In June, a convoy reached Mai Ja Yang, another rebel-held border town southeast of Laiza, but nothing has been let through since. IDPs are forced to rely on the limited assistance provided by local organisations, the KIO and church groups.

“UN aid only came once and then they disappeared,” Hkaw Lwi from the Mai Ja Yang-based aid group, Wunpawng Ning Htoi, told DVB on Monday. “It would be very good if they could support [us] as they promised – they said that they would come again next month so the local NGOs didn’t prepare for that month – and then they didn’t come.”

Hkaw Lwi is sceptical that the government will let regular UN convoys into KIO territories, including Laiza, where local aid groups are swiftly haemorrhaging funding. “[Only] the local organisations are supporting the IDPs and it is not secure in terms of food,” she said. “The organisations only have funding for three months, six months at most.”

Even though the KIO signed a preliminary ceasefire with the government in May, ongoing clashes have been reported throughout the restive state, as well as in neighbouring northern Shan state.
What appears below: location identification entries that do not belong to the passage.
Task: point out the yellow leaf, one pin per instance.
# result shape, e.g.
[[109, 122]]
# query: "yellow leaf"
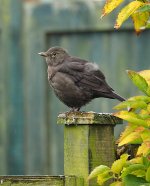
[[127, 11], [128, 130], [140, 21], [146, 75], [148, 174], [109, 6], [131, 117]]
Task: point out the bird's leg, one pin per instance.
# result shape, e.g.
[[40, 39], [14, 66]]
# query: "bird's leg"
[[77, 109], [73, 109]]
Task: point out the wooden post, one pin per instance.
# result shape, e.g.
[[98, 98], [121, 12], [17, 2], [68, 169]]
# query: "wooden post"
[[88, 142]]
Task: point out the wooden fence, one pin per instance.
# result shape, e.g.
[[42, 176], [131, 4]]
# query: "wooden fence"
[[30, 141], [88, 142]]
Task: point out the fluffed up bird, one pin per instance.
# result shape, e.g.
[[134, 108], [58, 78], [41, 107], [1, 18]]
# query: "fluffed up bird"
[[75, 81]]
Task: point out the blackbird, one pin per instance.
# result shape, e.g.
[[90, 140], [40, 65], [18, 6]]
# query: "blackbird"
[[75, 81]]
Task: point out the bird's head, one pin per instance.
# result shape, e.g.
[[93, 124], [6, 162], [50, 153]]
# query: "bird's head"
[[54, 55]]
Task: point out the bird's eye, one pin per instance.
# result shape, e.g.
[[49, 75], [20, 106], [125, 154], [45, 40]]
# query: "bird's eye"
[[53, 54]]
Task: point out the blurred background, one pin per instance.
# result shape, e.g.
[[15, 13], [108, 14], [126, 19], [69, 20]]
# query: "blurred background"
[[30, 140]]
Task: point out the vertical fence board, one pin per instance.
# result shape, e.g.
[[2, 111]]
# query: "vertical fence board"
[[29, 108], [12, 59]]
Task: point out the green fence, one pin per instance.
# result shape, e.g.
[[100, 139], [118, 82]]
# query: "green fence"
[[30, 140]]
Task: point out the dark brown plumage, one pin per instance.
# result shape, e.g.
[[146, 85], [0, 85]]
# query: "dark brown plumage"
[[75, 81]]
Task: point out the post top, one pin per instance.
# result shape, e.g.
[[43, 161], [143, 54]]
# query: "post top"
[[87, 118]]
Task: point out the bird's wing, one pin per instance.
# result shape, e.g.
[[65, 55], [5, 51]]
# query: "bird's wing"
[[86, 75]]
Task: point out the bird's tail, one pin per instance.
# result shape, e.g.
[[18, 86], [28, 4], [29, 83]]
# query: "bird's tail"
[[116, 96]]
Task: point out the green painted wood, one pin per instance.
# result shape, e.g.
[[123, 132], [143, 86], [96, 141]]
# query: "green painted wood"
[[3, 123], [28, 105], [38, 180], [77, 27], [11, 19], [88, 142]]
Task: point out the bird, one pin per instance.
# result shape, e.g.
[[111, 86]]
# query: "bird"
[[75, 81]]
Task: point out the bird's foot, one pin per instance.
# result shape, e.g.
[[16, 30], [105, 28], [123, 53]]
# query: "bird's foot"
[[73, 109]]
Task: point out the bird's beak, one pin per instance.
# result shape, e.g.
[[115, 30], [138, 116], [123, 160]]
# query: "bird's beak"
[[42, 54]]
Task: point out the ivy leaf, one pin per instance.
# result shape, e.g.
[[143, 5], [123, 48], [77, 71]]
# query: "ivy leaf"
[[99, 170], [126, 12], [139, 81], [109, 6], [118, 165]]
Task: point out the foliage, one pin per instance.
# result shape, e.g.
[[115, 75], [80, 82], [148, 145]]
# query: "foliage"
[[136, 110], [138, 10]]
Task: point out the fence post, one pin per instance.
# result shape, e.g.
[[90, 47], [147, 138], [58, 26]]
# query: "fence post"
[[88, 142]]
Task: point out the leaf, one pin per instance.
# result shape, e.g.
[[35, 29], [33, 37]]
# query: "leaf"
[[118, 165], [98, 170], [131, 117], [148, 174], [132, 180], [146, 75], [145, 135], [109, 6], [128, 130], [131, 168], [130, 138], [126, 12], [140, 20], [131, 104], [144, 8], [144, 149], [146, 99], [138, 80], [136, 160], [117, 183], [103, 177]]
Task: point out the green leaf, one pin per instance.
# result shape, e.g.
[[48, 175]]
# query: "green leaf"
[[145, 8], [103, 178], [117, 183], [146, 99], [131, 104], [130, 138], [132, 168], [139, 81], [132, 180], [118, 165], [131, 117], [99, 170], [148, 174]]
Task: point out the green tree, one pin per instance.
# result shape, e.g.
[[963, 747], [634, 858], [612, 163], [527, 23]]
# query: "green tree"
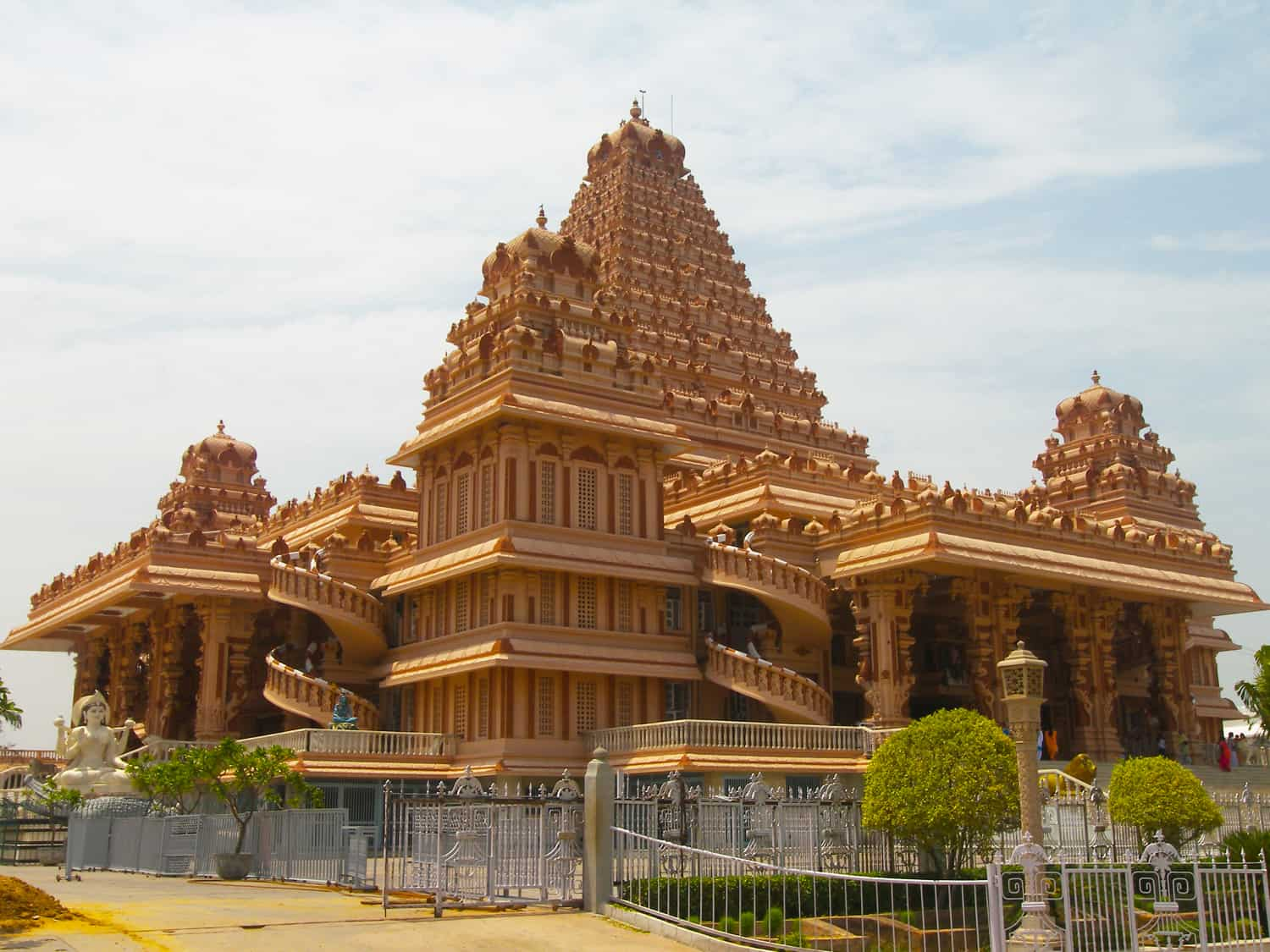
[[178, 784], [1155, 794], [1255, 693], [947, 784], [9, 711]]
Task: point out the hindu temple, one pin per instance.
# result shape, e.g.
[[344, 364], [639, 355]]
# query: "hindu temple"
[[625, 520]]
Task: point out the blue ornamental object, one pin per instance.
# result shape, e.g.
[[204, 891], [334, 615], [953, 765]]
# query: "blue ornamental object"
[[342, 718]]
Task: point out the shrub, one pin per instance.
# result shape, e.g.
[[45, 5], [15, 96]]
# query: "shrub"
[[1156, 794], [1247, 845], [713, 896], [947, 784], [774, 923]]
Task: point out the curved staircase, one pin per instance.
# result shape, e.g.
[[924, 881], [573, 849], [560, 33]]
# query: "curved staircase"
[[299, 693], [355, 616], [799, 601], [795, 698]]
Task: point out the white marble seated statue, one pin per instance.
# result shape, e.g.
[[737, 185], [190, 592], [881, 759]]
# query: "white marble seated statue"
[[91, 749]]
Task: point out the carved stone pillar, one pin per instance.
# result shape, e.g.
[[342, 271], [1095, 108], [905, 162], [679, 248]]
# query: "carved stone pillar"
[[883, 612], [1089, 730], [129, 691], [1170, 682], [1107, 614], [215, 626], [88, 662], [243, 625], [975, 596]]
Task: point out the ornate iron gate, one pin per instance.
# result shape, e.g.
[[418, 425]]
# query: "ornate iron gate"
[[470, 845]]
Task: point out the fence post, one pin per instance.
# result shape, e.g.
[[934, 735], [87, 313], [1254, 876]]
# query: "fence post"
[[597, 856]]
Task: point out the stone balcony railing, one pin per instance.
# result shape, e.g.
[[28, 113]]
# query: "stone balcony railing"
[[406, 744], [737, 735], [312, 697], [353, 614], [780, 688], [794, 594], [25, 756]]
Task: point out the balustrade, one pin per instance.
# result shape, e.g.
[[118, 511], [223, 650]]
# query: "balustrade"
[[737, 735], [312, 697], [769, 683]]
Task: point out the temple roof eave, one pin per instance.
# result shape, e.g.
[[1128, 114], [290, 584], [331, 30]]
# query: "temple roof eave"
[[533, 553], [941, 548], [533, 409]]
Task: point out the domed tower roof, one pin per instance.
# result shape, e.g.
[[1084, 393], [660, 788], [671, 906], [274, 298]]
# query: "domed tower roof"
[[220, 457], [1099, 410], [1105, 465], [546, 250], [218, 487], [639, 140]]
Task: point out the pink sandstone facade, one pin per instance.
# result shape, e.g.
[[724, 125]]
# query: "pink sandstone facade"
[[630, 525]]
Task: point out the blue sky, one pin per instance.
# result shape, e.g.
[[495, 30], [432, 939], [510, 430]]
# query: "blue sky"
[[272, 215]]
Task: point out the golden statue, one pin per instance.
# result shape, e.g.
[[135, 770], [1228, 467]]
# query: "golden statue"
[[91, 749]]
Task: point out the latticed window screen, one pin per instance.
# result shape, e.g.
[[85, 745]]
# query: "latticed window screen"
[[408, 707], [462, 503], [624, 606], [487, 596], [487, 494], [439, 512], [546, 598], [584, 706], [625, 490], [625, 705], [546, 707], [586, 498], [461, 604], [586, 602], [546, 493], [461, 710], [483, 708]]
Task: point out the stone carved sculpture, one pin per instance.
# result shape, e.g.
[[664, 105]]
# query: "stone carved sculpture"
[[91, 749]]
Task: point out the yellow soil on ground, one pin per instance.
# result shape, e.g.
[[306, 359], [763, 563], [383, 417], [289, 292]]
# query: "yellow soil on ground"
[[23, 906]]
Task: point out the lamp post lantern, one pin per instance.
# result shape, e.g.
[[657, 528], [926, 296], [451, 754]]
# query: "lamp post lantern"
[[1023, 688]]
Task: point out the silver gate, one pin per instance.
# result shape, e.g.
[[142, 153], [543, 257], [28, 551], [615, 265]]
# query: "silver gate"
[[470, 845]]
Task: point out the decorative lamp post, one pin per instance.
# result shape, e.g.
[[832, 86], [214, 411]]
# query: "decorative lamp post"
[[1023, 688]]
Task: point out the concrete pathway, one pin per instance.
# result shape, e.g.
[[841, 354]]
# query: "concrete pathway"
[[132, 911]]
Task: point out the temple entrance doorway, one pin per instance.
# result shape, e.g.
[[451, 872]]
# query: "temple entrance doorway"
[[939, 655], [1041, 629], [1140, 718]]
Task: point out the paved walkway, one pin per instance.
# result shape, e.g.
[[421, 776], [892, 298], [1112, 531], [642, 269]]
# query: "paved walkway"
[[134, 911]]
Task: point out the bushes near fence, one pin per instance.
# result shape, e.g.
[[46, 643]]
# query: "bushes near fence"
[[777, 898]]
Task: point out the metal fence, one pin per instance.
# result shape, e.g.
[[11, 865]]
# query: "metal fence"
[[772, 906], [297, 845], [470, 845], [820, 828]]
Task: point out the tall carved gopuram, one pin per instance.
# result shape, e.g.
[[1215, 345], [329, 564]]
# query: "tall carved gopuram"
[[630, 525]]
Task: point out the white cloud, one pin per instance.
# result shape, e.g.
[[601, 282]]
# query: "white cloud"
[[1222, 241], [273, 217]]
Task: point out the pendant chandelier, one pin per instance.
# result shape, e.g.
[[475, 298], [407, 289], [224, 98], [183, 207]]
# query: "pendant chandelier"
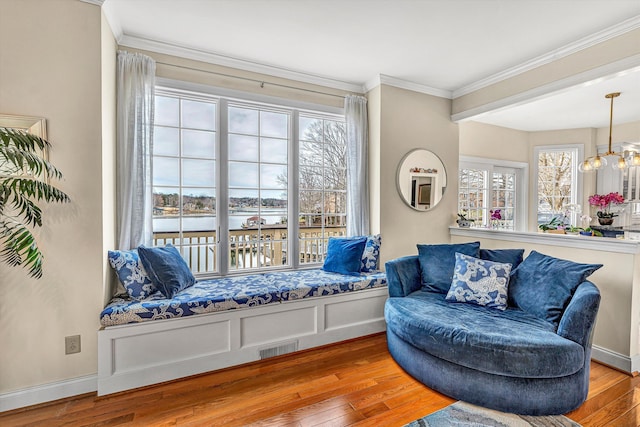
[[624, 159]]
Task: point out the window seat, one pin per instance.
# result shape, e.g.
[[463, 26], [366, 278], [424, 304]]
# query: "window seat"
[[237, 292], [229, 321]]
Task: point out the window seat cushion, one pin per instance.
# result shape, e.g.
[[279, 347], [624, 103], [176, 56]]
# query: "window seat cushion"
[[236, 292]]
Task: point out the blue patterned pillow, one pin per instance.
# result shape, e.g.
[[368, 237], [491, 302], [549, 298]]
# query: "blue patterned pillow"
[[481, 282], [344, 255], [167, 269], [131, 273], [437, 263], [371, 255]]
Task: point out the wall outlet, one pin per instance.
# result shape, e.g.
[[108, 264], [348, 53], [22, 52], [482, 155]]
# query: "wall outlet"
[[72, 344]]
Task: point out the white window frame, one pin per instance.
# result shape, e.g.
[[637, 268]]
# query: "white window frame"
[[576, 182], [222, 98], [522, 183]]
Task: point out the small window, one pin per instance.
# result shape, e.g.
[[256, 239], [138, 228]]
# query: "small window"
[[557, 183], [492, 193]]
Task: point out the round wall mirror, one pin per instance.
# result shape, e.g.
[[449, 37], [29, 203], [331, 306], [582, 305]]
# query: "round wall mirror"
[[421, 180]]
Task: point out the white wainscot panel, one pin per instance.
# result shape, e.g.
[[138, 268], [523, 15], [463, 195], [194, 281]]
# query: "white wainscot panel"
[[346, 313], [271, 327], [158, 348]]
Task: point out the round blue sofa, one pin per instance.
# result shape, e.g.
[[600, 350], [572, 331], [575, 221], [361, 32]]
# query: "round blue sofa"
[[512, 360]]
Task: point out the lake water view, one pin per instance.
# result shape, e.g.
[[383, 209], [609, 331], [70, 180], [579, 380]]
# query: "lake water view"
[[167, 224]]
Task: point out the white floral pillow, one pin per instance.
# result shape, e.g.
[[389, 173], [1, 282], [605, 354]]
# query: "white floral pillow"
[[371, 255], [480, 282], [131, 273]]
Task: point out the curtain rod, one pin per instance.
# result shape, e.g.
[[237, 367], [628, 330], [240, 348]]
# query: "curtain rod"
[[262, 82]]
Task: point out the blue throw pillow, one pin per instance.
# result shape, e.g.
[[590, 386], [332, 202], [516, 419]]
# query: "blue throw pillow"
[[344, 255], [131, 273], [371, 255], [481, 282], [438, 261], [511, 256], [543, 285], [166, 268]]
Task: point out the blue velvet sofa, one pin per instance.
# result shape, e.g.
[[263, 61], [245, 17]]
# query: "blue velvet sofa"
[[513, 360]]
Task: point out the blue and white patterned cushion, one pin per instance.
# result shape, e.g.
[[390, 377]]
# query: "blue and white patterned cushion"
[[371, 255], [230, 293], [131, 273], [480, 282]]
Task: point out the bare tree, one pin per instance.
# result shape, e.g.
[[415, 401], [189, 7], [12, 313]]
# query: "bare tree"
[[322, 167], [554, 179]]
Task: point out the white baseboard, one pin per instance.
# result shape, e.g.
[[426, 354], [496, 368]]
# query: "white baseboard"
[[616, 360], [48, 392]]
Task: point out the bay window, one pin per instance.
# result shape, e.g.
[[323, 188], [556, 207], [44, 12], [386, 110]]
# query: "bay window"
[[233, 179]]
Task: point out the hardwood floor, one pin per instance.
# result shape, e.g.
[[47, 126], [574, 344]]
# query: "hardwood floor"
[[355, 383]]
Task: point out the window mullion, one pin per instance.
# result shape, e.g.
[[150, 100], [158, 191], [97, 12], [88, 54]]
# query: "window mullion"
[[223, 188], [294, 191]]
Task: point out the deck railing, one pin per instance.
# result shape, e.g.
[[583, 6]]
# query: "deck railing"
[[249, 248]]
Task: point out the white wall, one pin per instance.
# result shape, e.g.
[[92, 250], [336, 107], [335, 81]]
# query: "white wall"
[[50, 66]]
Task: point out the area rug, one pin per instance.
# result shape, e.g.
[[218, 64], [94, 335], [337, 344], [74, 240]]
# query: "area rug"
[[465, 414]]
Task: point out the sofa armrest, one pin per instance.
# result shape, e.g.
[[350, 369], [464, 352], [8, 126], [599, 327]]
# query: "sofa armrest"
[[403, 276], [579, 318]]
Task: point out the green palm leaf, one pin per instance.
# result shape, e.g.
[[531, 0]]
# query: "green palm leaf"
[[24, 180]]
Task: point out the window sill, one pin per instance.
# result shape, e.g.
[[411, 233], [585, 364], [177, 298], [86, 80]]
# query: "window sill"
[[607, 244]]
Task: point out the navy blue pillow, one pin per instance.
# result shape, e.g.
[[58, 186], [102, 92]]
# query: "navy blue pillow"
[[508, 256], [543, 285], [437, 263], [344, 255], [166, 268]]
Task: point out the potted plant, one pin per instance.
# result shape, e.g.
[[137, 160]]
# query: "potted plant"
[[604, 201], [463, 221], [554, 225], [24, 181]]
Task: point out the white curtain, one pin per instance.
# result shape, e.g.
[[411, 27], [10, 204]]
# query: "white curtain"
[[357, 165], [135, 105]]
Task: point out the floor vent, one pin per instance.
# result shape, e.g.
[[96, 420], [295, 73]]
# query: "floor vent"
[[279, 350]]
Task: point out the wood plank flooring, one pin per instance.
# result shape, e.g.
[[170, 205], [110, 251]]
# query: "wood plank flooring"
[[355, 383]]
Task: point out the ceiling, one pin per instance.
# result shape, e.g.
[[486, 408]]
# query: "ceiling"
[[447, 47]]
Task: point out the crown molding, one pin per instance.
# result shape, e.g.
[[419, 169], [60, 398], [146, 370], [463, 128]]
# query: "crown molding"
[[569, 49], [136, 42], [587, 77], [96, 2], [406, 84]]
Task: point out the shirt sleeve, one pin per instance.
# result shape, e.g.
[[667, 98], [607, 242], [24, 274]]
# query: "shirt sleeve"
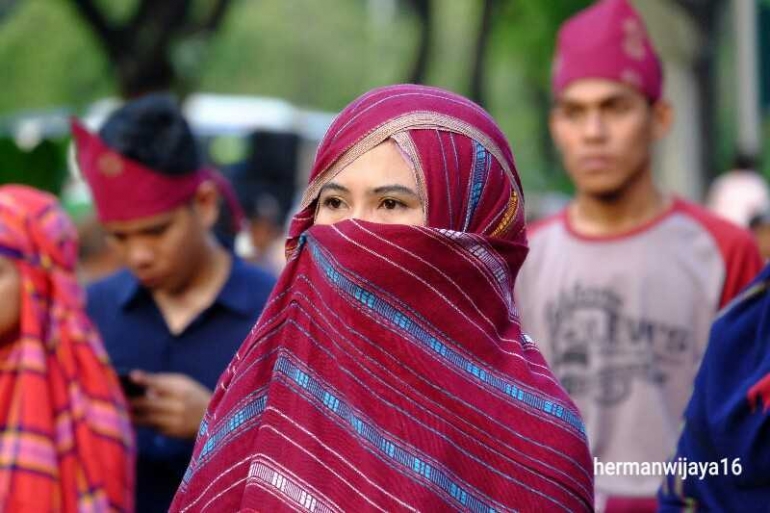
[[742, 264]]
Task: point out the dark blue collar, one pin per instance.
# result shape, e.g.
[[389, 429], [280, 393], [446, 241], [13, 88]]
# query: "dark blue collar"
[[236, 295]]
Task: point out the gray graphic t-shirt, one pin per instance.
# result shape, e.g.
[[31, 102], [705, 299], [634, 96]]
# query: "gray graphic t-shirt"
[[623, 323]]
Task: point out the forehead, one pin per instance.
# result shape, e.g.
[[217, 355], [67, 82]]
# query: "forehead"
[[383, 163], [142, 224], [591, 91]]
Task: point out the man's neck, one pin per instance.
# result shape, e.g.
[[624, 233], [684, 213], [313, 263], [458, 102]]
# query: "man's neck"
[[606, 216], [181, 307]]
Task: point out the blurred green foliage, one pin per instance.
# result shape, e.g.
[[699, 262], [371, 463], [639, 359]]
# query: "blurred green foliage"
[[316, 54]]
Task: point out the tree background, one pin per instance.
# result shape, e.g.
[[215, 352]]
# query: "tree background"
[[315, 54]]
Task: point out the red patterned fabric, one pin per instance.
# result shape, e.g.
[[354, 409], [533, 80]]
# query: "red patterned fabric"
[[388, 371], [607, 40], [66, 443], [125, 190]]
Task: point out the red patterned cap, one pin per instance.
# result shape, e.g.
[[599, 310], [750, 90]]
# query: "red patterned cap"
[[608, 40]]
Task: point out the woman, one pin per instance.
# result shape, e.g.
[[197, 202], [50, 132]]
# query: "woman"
[[66, 442], [389, 371]]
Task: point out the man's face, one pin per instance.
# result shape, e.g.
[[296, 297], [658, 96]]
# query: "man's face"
[[605, 132], [162, 251]]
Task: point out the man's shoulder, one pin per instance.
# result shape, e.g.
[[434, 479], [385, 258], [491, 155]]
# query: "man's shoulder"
[[725, 232]]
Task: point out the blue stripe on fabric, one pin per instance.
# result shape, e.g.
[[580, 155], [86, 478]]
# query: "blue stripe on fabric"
[[403, 321], [477, 181], [237, 419], [386, 447]]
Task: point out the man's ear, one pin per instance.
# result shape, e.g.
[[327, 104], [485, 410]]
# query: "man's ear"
[[662, 118], [206, 203]]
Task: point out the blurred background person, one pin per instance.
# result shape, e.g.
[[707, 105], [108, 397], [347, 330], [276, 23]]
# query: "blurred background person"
[[741, 193], [265, 183], [620, 288], [728, 417], [760, 227], [174, 317], [65, 437]]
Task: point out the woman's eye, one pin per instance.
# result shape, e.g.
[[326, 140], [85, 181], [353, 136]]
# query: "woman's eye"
[[391, 204], [332, 203]]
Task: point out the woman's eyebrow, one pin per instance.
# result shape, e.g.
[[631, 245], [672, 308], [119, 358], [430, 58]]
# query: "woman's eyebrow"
[[385, 189], [333, 187]]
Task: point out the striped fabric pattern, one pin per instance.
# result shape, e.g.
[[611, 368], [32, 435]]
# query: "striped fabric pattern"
[[388, 371], [66, 443]]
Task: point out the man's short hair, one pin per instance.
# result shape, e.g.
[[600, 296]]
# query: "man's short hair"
[[152, 131]]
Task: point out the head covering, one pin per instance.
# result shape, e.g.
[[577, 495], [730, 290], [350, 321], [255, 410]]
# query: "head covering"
[[389, 371], [124, 189], [608, 40], [66, 441]]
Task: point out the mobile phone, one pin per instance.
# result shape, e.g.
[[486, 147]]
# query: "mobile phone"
[[130, 388]]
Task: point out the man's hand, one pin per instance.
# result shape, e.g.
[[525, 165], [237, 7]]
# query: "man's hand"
[[174, 404]]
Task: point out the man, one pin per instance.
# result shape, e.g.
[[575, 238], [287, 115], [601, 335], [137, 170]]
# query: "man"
[[741, 193], [173, 319], [728, 416], [620, 288]]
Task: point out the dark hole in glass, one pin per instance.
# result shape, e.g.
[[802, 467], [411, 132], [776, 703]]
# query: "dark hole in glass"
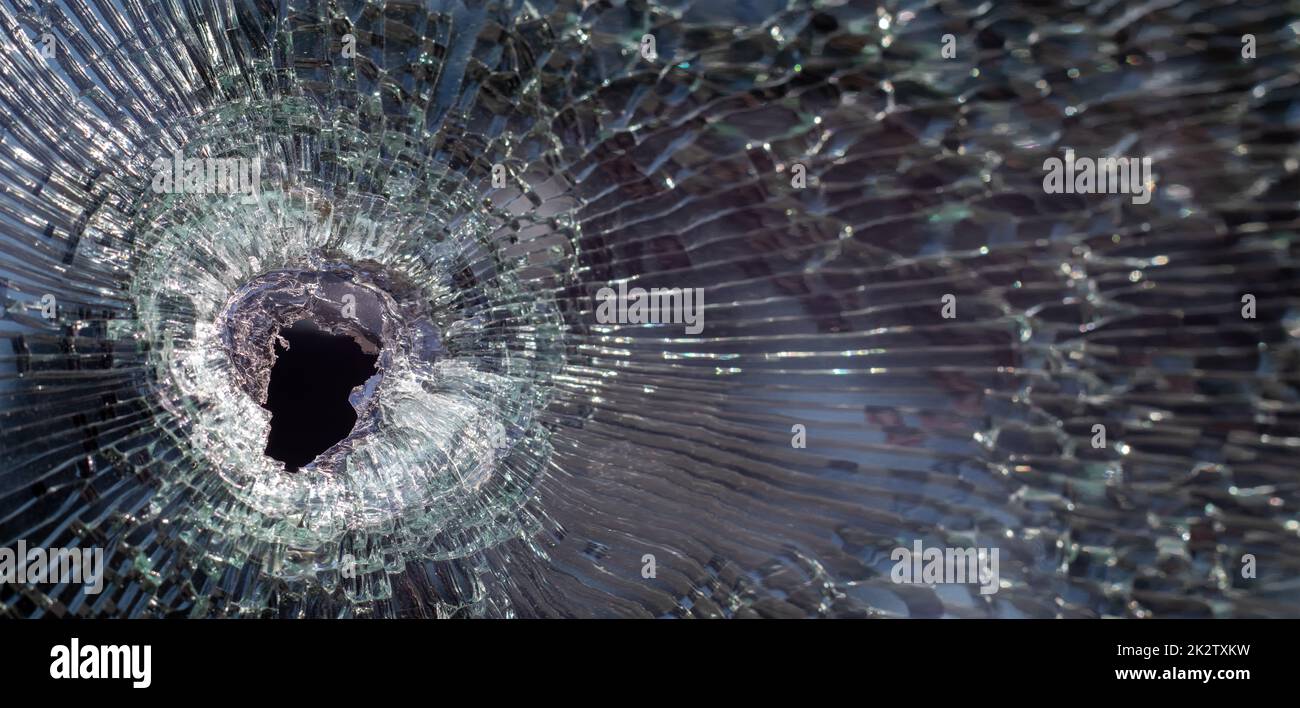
[[308, 390]]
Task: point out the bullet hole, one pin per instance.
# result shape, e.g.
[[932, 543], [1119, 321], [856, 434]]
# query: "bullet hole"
[[307, 396]]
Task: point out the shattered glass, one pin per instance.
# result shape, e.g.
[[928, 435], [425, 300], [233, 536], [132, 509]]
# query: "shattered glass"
[[515, 457]]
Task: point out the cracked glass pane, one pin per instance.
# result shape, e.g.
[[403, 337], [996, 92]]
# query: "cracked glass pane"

Many locals are deeply suspicious about the government’s motives and fear that a durable ceasefire is nowhere in sight.

The KIO fought the former military dictatorship for greater autonomy and ethnic rights for several decades before signing a ceasefire in 1994, which collapsed in June 2011 when the rebels refused to transform into a state-controlled border guard force.

President Thein Sein has secured ceasefire deals with ten out of 11 major ethnic armed groups since taking office, but the KIO is adamant that only a political solution will resolve the crisis.

The conflict reached its peak between December 2012 and February 2013, when the Burmese army besieged Laiza using a series of coordinated land and air strikes.

The UN has repeatedly called for a “durable solution” to the Kachin conflict. “Ideally, IDPs should be able to return home to their livelihoods and humanitarian aid would be unnecessary,” said Aye Win.